Last weekend a few of us went and had a weekend in Berlin. We didn't have time to visit all the different hackspaces/makerspaces there (at last count, about ten in just the one city!) but did end up near Legoland.
Unlike the UK counterpart, it's not a massive theme park with rides and a sprawling outdoor park (it's built in the middle of a city for a start!) but is still quite impressive and worth a visit - particularly if one of your party happens to be a five-year-old boy who has just had a birthday.
In the (underground) entrance are some very impressive city-scapes, including a recreation of the Berlin City circa 1989, complete with working underground railway system.
The whole set-up is rather impressive.
And - unlike the cliched stereotype of a typical German - it's not devoid of humour; there's even a graffitti-covered wall which - at the press of a button - falls over to the cheers of the crowds.

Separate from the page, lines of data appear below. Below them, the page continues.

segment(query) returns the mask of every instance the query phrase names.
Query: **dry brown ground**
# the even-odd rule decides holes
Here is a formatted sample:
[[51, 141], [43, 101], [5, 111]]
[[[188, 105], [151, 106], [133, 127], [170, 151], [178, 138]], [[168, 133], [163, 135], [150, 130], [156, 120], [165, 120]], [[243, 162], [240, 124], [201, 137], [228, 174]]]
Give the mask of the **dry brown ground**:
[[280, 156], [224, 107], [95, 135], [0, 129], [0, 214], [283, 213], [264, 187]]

Moments later a tiny David Hasselhoff belts out "Looking for Freedom" atop a Lego crane, complete with twinkling LEDs. The whole thing is fantastically tongue-in-cheek - not exactly the kind of thing we've been taught to expect from our German friends!
Of course the science and engineering section held our interest far longer than the Ninja Go and Batman franchised areas; servo-driven animations, flashing LEDs and loads of real-life moments in history captured in miniature made this a trip to remember!